اَنَّ tekid harfidir. İsim cümlesinin önüne gelir. İsmini nasb haberini ref eder. Muttasıl zamir هُمْ [onlar] اَنَّ ’nin ismi olarak mahallen mansubtur.
اِذْ zaman zarfı, جَٓاؤُ۫كَ fiiline müteallıktır. ظَلَمُٓوا fiili muzâfun ileyh olarak mahallen mecrurdur. Damme üzere mebni mazi fiildir. Zamir olan çoğul و ’ı fail olup mahallen merfûdur.
اَنْفُسَهُمْ mef’ûlun bih olup fetha ile mansubtur. Muttasıl zamir هُمْ muzâfun ileyh olarak mahallen mecrurdur.
جَٓاؤُ۫كَ fiili اَنَّ ’nin haberi olarak mahallen merfûdur. جَٓاؤُ۫كَ damme üzere mebni mazi fiildir. Zamir olan çoğul و ’ı fail olup mahallen merfûdur. Muttasıl zamir كَ mef’ûlun bih olarak mahallen mansubtur.
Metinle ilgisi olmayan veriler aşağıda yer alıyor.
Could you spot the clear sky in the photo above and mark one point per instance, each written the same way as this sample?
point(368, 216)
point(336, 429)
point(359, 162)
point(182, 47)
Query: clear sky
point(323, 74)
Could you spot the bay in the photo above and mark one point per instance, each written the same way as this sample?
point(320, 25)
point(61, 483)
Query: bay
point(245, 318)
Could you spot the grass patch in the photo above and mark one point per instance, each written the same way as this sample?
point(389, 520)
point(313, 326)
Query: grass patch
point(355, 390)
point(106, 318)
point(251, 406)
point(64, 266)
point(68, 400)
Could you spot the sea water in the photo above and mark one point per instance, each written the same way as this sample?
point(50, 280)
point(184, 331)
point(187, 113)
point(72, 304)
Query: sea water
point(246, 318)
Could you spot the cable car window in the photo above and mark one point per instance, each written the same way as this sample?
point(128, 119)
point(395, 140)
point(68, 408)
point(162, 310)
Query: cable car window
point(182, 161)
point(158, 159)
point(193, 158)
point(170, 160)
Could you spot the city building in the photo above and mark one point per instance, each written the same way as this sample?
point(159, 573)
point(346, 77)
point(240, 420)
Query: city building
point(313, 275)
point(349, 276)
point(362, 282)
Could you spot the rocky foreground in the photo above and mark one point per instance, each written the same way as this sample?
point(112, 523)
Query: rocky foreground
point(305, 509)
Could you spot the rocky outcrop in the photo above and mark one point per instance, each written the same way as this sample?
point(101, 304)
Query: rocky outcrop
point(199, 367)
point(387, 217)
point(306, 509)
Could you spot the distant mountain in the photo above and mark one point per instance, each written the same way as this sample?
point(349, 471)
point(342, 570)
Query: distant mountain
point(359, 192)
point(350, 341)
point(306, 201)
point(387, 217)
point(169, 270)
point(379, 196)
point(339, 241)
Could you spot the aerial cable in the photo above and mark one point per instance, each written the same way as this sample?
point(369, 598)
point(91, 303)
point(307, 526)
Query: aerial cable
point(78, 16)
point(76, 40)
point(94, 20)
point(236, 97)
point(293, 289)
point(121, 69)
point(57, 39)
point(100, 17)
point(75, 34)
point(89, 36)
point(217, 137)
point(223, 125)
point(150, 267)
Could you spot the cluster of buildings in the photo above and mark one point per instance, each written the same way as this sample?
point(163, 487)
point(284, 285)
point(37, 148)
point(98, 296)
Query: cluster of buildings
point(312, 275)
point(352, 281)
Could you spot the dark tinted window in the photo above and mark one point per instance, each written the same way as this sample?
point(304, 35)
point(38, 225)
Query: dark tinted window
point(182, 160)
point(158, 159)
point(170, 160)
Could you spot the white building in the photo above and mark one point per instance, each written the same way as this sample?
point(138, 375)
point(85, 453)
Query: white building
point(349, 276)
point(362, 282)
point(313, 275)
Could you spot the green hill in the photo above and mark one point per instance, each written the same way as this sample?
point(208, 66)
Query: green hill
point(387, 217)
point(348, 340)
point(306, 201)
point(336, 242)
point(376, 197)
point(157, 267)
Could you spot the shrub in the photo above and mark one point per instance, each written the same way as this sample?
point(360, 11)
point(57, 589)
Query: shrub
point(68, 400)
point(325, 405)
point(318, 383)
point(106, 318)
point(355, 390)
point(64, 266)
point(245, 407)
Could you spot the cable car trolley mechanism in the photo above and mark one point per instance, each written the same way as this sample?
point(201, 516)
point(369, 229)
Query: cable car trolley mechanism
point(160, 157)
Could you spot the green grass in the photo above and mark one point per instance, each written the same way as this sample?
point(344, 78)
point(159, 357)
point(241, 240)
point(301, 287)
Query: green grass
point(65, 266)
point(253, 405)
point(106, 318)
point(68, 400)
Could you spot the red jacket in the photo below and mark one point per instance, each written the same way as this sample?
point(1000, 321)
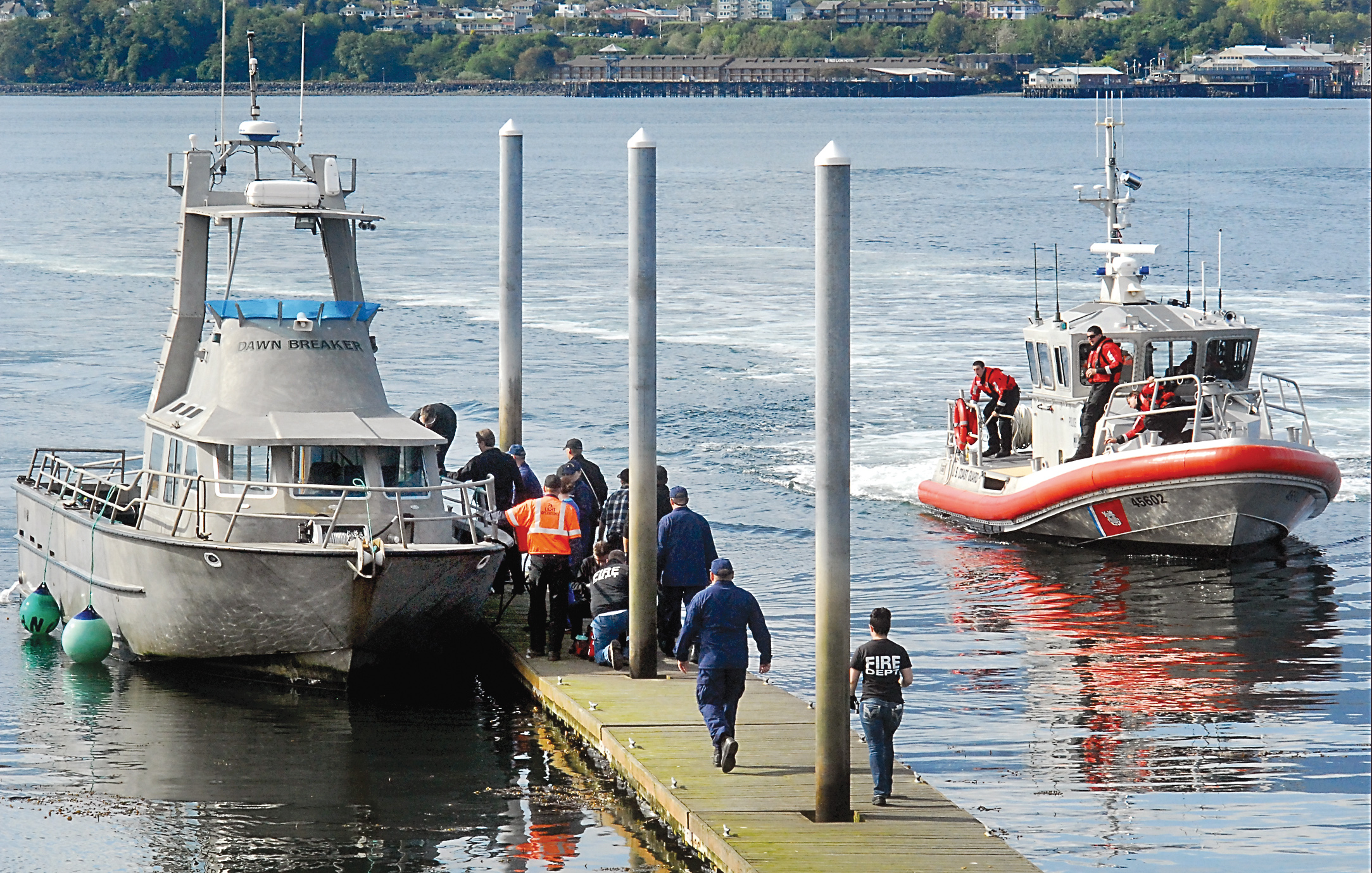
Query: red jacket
point(1107, 360)
point(993, 382)
point(1165, 400)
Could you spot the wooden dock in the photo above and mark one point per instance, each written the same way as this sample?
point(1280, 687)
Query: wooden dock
point(757, 819)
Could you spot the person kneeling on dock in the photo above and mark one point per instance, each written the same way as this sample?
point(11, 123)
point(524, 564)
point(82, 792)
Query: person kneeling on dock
point(548, 527)
point(719, 619)
point(1000, 410)
point(884, 667)
point(610, 610)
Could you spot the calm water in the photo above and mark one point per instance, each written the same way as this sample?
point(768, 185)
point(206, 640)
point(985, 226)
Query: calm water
point(1099, 710)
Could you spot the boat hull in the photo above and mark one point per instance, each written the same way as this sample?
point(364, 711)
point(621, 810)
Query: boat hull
point(1209, 497)
point(297, 611)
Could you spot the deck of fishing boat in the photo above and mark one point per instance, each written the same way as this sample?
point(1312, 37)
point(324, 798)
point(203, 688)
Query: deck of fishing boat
point(757, 819)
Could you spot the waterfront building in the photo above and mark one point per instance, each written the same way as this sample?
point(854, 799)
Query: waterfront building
point(1013, 10)
point(743, 10)
point(1257, 63)
point(730, 69)
point(1020, 63)
point(886, 13)
point(1078, 77)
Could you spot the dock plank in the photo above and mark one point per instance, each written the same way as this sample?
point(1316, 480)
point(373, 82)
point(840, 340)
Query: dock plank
point(652, 732)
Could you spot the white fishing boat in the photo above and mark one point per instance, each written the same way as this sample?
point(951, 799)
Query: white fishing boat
point(1237, 466)
point(280, 518)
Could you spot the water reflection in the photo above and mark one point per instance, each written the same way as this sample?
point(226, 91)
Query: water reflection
point(1128, 662)
point(452, 770)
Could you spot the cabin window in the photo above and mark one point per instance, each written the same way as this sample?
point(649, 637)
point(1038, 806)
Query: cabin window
point(403, 467)
point(1045, 365)
point(1175, 357)
point(1126, 372)
point(327, 466)
point(172, 484)
point(244, 464)
point(1228, 358)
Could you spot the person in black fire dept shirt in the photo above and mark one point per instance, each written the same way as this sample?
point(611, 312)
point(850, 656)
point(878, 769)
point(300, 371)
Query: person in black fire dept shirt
point(884, 667)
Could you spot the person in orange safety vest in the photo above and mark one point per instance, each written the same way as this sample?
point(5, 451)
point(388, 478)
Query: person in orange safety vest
point(546, 527)
point(1105, 364)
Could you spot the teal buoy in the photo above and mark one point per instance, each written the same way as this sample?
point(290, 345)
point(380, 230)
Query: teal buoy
point(39, 613)
point(87, 637)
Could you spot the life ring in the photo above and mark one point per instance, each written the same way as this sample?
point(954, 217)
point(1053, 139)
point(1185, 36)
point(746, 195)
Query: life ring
point(964, 423)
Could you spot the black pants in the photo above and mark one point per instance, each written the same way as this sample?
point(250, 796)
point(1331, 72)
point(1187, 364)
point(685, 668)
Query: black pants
point(1090, 415)
point(670, 605)
point(548, 578)
point(1000, 431)
point(1169, 425)
point(512, 570)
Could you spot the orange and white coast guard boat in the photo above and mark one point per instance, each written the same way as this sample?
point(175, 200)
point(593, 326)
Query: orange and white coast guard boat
point(1246, 470)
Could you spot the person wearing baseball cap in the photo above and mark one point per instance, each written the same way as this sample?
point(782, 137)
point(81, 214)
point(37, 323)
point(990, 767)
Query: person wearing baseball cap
point(527, 486)
point(718, 621)
point(685, 548)
point(589, 470)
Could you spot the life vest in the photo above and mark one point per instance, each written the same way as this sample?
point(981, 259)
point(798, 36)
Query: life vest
point(964, 423)
point(545, 526)
point(1107, 360)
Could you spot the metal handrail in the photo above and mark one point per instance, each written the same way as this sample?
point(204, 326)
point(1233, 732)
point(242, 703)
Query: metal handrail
point(55, 471)
point(1102, 426)
point(1282, 405)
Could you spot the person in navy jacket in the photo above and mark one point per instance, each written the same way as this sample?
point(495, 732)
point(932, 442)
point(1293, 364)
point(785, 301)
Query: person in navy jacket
point(718, 619)
point(685, 548)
فَ atıf harfidir. اسْتَغْفَرُوا damme üzere mebni mazi fiildir. Zamir olan çoğul و ’ı fail olup mahallen merfûdur. اللّٰهَ lafza-i celâli, mef’ûlun bih olup lafzen mansubtur.
وَ atıf harfidir. اسْتَغْفَرَ fetha üzere mebni mazi fiildir. لَهُمُ car mecruru اسْتَغْفَرَ fiiline müteallıktır. الرَّسُولُ fail olup lafzen merfûdur.
لَ harfi لَوْ ‘ın cevabının başına gelen vakıadır. وَجَدُوا damme üzere mebni mazi fiildir. Zamir olan çoğul و ’ı fail olup mahallen merfûdur. اللّٰهَ lafza-i celâli, mef’ûlun bih olup lafzen mansubtur. تَوَّابًا ikinci mef’ûlun bih olup fetha ile mansubtur.
تَوَّابًا kelimesi sülâsî mücerred olan توب fiilinin mübalağalı ism-i failidir.
رَح۪يمًا kelimesi تَوَّابًا ‘in sıfatı veya hali olup fetha ile mansubtur.
اسْتَغْفَر fiili sülâsî mücerrede üç harf ilave edilerek mezid yapılan fiillerdendir.
İstif’âl babındandır. Sülâsî fiili غفر’dir. Bu bab fiile talep, tehavvül, vicdan, mutavaat, ittihaz ve itikad gibi anlamları katar.
وَمَٓا اَرْسَلْنَا مِنْ رَسُولٍ اِلَّا لِيُطَاعَ بِاِذْنِ اللّٰهِۜ
وَ istînâfiyyedir. Menfi fiil cümlesi, faide-i haber talebî kelamdır.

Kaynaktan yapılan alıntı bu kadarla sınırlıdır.